The Labor Department on Nov. 22 finalized its rule — Prudence and Loyalty in Selecting Plan Investments and Exercising Shareholder Rights — after unveiling the proposal in October 2021.
The new rule, which will go into effect Jan. 30, is a reversal of two rules promulgated late in the Trump administration that said retirement plan fiduciaries could not invest in "non-pecuniary" vehicles that sacrifice investment returns or take on additional risk and outlined a process a fiduciary must undertake when making decisions on casting a proxy vote.
Lisa M. Gomez, assistant secretary for employee benefits security at the DOL, said in a call with reporters Nov. 22 that the Trump-era ESG rule had a "chilling effect on the integration of ESG factors into the investment selection and asset management process."
The final rule comes after years of stakeholder outreach on the subject and follows an executive order by President Joe Biden in May 2021 directing federal agencies to assess and mitigate financial risks related to climate change.
Will Hansen, Arlington, Va.-based executive director of the Plan Sponsor Council of America and chief government affairs officer at the American Retirement Association, is pleased with the final rule's neutral stance.
"We've had almost 50 years now of ERISA in which the DOL has not stated specifically what types of asset classes should or should not be in a retirement plan investment fund lineup, and it's worked," he said. "So we're happy this (final rule's) neutral approach kind of keeps with that tradition."
The final rule is seen as more neutral because, unlike the October 2021 proposal, it does not include examples of specific ESG factors that fiduciaries could consider and removed language that a prudent fiduciary process "may often require" the consideration of ESG factors.
"The DOL has never taken a position that any other particular investment factor consideration is required, so to say that there could be occasions when ESG is required would have been a deviation from how they've approached it," Ms. Stapel said.
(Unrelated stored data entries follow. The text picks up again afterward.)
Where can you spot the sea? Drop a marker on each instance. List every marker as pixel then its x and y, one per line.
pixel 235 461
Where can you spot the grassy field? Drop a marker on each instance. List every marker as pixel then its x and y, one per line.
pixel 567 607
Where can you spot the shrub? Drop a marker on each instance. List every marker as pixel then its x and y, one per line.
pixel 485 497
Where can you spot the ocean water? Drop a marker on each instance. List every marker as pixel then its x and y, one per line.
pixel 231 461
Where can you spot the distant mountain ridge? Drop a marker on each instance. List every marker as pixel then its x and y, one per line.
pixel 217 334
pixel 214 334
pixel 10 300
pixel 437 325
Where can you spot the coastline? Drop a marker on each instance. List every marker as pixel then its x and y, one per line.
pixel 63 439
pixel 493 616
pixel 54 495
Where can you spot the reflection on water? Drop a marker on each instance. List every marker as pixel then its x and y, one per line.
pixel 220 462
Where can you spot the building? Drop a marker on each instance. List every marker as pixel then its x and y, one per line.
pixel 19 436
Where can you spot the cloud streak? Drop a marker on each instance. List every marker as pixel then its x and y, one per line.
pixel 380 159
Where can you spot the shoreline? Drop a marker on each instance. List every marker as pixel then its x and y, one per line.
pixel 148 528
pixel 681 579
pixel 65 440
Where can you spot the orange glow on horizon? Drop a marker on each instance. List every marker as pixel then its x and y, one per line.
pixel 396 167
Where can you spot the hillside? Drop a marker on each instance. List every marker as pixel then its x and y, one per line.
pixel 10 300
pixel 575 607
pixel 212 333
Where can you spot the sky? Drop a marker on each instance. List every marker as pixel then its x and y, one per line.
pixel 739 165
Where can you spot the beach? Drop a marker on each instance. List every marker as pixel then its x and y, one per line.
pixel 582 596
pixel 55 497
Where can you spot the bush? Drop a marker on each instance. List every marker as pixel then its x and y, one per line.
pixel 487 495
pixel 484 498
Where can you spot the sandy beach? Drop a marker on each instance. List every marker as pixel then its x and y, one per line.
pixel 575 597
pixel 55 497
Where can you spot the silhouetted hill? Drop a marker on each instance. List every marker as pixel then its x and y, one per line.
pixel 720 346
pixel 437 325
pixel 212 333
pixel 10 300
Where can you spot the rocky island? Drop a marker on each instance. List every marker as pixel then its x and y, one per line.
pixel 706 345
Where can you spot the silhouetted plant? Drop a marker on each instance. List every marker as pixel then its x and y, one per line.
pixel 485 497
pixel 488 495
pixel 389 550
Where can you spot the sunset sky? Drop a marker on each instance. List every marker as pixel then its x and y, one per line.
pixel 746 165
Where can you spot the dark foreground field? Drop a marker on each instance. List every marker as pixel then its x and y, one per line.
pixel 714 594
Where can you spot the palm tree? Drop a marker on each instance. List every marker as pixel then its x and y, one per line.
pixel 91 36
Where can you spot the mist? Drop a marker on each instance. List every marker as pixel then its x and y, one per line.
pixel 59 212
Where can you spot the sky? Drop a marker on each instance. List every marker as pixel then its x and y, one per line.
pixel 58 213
On proxy voting, the final rule eliminates a provision in the Trump-era rule that "the fiduciary duty to manage shareholder rights appurtenant to shares of stock does not require the voting of every proxy or the exercise of every shareholder right."
The final rule eliminates that provision because it may be "misread as suggesting that plan fiduciaries should be indifferent to the exercise of their rights as shareholders, even if the cost is minimal," the Labor Department said in a fact sheet.
Pamela L. Marcogliese, New York-based head of U.S. corporate advisory and governance at Freshfields Bruckhaus Deringer LLP, said the final rule is a reset for both public companies and investors when it comes to proxy voting.
"If you think something is valuable from an ESG perspective, you don't have to twist yourself in a knot to say, 'Oh my gosh this also ties to the bottom line,'" she said.